White Supremacy Through Eyes Of Media
There are several points concerning white supremacy that the media gets and presents the wrong way.
People start thinking about white supremacy and the threat it poses only when someone gets shot or stabbed or anything like this. But even at such terrifying moments, there is a double standard in the media concerning how the treat the facts.
Below you’ll find 5 popular misconceptions actively promoted by the press.
- White supremacy is a rare thing. No, it isn’t. Just “when it comes to Muslim terrorism, nobody questions it’s a problem that’s an ongoing threat ― a security problem, radicalization problem, et cetera ― which it is,” Heidi Beirich, the head of the Southern Poverty Law Center’s Intelligence Project, said. “But when it comes to Portland or Dylann Roof [the 2015 Charleston church shooter], they always seem to appear as one-offs.”
- All white supremacists are extremists. Not at all! “People frame it as weird guys with fringe beliefs ― no,” Farai Chideya, a journalist who has been reporting on white nationalism for more than 25 years claimed. “White supremacists don’t just wear hoods and give Nazi salutes. White nationalists are in the U.S. government.”
Distressing that this piece I wrote on white supremacist violence in March can be so easily re-upped for Portland. https://t.co/zezC2Ymsko
— Sherrilyn Ifill (@Sifill_LDF) May 31, 2017
3. White supremacists are not terrorists. And it’s ‘no’ again. “What is terrorism? Acts designed to inspire terror.
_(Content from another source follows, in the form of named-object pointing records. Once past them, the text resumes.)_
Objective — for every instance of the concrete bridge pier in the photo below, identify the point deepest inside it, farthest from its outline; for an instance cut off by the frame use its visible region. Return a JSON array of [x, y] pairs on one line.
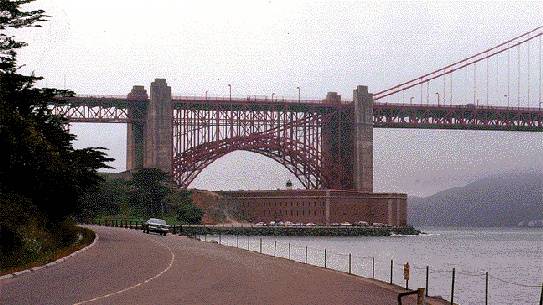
[[149, 135], [158, 147], [363, 139], [137, 106]]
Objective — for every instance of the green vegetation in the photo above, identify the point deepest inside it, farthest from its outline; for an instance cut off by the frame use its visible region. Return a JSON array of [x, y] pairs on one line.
[[148, 193], [42, 177]]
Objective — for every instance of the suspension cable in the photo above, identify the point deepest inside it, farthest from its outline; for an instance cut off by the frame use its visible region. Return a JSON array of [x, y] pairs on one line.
[[449, 68]]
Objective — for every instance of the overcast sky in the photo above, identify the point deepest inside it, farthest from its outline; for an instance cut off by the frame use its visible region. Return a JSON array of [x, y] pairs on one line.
[[260, 47]]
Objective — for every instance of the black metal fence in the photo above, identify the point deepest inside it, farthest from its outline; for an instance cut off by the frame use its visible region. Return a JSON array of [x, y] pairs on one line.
[[364, 266]]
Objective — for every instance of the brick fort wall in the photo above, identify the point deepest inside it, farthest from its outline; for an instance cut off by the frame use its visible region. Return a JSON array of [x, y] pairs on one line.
[[319, 206]]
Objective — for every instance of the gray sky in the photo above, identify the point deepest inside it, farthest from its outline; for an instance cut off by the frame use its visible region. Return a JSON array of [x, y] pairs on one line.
[[260, 47]]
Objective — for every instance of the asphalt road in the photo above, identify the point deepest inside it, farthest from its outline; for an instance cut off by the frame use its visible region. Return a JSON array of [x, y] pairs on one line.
[[129, 267]]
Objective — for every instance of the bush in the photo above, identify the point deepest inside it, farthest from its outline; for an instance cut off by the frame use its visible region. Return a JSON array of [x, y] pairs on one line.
[[188, 213]]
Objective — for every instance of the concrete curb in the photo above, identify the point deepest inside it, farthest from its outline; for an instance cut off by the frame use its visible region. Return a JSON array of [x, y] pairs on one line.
[[51, 264]]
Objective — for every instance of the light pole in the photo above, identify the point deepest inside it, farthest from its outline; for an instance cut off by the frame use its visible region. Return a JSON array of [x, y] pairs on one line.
[[230, 91]]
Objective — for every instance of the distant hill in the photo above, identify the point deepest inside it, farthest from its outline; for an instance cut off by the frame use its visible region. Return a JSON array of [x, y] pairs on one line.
[[505, 200]]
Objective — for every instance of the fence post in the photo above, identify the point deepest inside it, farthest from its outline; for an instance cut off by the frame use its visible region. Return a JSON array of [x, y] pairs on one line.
[[452, 287], [427, 275], [350, 263], [421, 296], [486, 288], [391, 270], [372, 267], [288, 250]]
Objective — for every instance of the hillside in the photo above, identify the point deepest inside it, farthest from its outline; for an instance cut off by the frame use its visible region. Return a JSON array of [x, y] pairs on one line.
[[507, 200]]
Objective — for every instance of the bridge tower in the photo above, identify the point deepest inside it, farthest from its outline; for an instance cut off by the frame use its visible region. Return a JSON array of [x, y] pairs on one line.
[[363, 139], [158, 150], [149, 135], [137, 107]]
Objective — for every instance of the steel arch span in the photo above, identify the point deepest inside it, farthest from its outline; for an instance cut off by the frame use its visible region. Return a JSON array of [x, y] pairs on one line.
[[290, 137]]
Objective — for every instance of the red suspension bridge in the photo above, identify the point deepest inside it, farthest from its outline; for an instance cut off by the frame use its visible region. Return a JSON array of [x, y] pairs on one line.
[[326, 143]]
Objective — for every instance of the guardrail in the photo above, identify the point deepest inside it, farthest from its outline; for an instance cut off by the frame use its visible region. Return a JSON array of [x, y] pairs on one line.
[[364, 266]]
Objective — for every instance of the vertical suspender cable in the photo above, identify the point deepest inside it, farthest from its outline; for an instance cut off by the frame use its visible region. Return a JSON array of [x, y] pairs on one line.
[[540, 72], [508, 74], [428, 92], [528, 63], [487, 60], [518, 76], [444, 89], [421, 102], [450, 88], [475, 83], [497, 97]]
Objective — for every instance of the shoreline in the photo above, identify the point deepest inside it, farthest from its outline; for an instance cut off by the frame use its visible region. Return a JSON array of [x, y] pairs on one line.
[[191, 230]]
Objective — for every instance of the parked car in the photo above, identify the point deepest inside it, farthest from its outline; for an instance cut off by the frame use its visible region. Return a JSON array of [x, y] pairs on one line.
[[156, 225], [362, 223]]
But somehow, we don’t call this terrorism,” Chideya told HuffPost of the Portland attack. “When a Muslim terrorist kills one, two, five people, it’s immediately labelled terrorism. But when a white nationalist kills one, two, five people, it’s not labelled terrorism. But they’re the same.” Press is trying to depict white supremacists as mad lone wolves. “Plenty of terrorists have had mental health issues,” Chideya explained. “There is a more general presumption that white people are good and innocent in American culture at large ― and journalists come from that culture.”
The presumption that the attacker is mentally ill and not “radicalized” is strictly based on religion and race, btw. https://t.co/onKJtOAog1
— Joy Reid (@JoyAnnReid) May 27, 2017
4. White supremacy shouldn’t be spoken about. America is just ashamed of its homegrown terrorists but you can’t remain silent when people are getting killed!
5. Racial hatred is a small problem. Unfortunately, it’s bigger than you can imagine. According to Huffington Post, the Federal Bureau of Investigation, for instance, puts out a report of around 5,000 to 6,000 hate crimes each year. But when the U.S. Bureau of Justice Statistics did a large-scale study from 2007 to 2011, Beirich noted, it found the number of hate crimes closer to 260,000 per year.